With all this in mind, the next few months may be the ideal time to negotiate a raise with your employer – or if they won’t bite, to find one who will.
Job Switching as a Strategy
New data shows that the best way to get a raise is to get back into the job market and negotiate a higher starting salary.
According to data from the Atlanta Federal Reserve, job hoppers experienced 7.7% wage growth year-over-year as of last November, compared to just 5.5% for employees who stayed put. Assuming a salary of $60,000, this means you could make an extra $1,320 by switching employers as opposed to asking your current employer.
Additionally, with annual inflation rates currently over 7%, it’s important to remember that a yearly raise of any amount less than 7% would actually amount to a pay decrease.
Another reason to consider getting back on the job hunt is that new pay transparency laws require employers in certain areas to disclose their pay range for advertised positions. If potential employers operate in these markets – which currently include California, Colorado, Washington, and New York City – it will be easier for you to know exactly how much more money you stand to make by making a change.

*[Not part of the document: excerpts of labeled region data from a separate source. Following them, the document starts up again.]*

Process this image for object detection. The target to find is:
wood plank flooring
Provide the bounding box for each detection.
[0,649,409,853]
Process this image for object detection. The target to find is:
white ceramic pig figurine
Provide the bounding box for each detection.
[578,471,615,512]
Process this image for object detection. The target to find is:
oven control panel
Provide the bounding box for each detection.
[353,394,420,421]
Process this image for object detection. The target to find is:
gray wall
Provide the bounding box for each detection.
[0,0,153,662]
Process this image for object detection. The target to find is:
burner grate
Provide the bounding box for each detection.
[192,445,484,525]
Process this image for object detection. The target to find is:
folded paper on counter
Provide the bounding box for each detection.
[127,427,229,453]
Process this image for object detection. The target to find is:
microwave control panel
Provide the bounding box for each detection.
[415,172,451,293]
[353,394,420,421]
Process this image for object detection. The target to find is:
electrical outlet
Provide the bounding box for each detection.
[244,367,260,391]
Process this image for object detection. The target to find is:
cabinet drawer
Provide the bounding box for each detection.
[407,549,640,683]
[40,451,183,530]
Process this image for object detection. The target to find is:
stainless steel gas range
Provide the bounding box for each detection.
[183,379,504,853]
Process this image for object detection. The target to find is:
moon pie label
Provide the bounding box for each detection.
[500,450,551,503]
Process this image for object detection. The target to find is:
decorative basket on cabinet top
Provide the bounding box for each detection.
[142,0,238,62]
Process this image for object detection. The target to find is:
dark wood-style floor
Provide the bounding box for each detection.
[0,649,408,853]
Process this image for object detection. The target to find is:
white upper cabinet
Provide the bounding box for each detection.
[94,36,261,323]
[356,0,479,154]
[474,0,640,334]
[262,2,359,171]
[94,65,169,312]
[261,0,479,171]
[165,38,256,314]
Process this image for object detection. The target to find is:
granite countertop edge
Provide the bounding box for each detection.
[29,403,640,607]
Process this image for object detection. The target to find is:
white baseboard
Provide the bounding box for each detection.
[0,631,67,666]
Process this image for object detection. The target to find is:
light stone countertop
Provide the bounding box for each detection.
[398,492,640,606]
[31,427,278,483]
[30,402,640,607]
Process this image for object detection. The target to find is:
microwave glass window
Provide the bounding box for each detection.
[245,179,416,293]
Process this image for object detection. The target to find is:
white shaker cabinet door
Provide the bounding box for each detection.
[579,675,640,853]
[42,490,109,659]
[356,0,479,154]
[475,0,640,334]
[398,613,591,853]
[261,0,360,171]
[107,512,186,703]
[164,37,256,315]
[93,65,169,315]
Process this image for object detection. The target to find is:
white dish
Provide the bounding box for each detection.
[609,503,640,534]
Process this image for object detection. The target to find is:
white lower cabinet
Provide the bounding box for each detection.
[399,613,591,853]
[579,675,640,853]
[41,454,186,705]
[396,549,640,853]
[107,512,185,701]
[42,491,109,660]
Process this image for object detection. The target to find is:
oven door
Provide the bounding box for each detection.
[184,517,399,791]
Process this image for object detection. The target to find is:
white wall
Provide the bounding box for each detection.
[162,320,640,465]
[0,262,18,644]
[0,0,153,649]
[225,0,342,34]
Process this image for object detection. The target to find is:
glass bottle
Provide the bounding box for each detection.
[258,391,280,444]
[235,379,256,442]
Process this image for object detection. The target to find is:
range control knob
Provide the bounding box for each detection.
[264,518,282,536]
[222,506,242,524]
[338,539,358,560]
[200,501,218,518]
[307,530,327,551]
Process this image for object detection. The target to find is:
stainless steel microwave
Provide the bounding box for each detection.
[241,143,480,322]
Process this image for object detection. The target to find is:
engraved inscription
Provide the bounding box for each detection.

But remember, switching employers is always a calculated risk. While it’s easier now to be sure about salary, it’s harder to predict how you’ll respond to new responsibilities or work environments. A different strategy would be to conduct interviews, get an offer, then use it as a benchmark for negotiations with your existing employer.
At the end of the day, like so many financial decisions, it all comes down to your skillset, risk tolerance, and (above all) personal preference.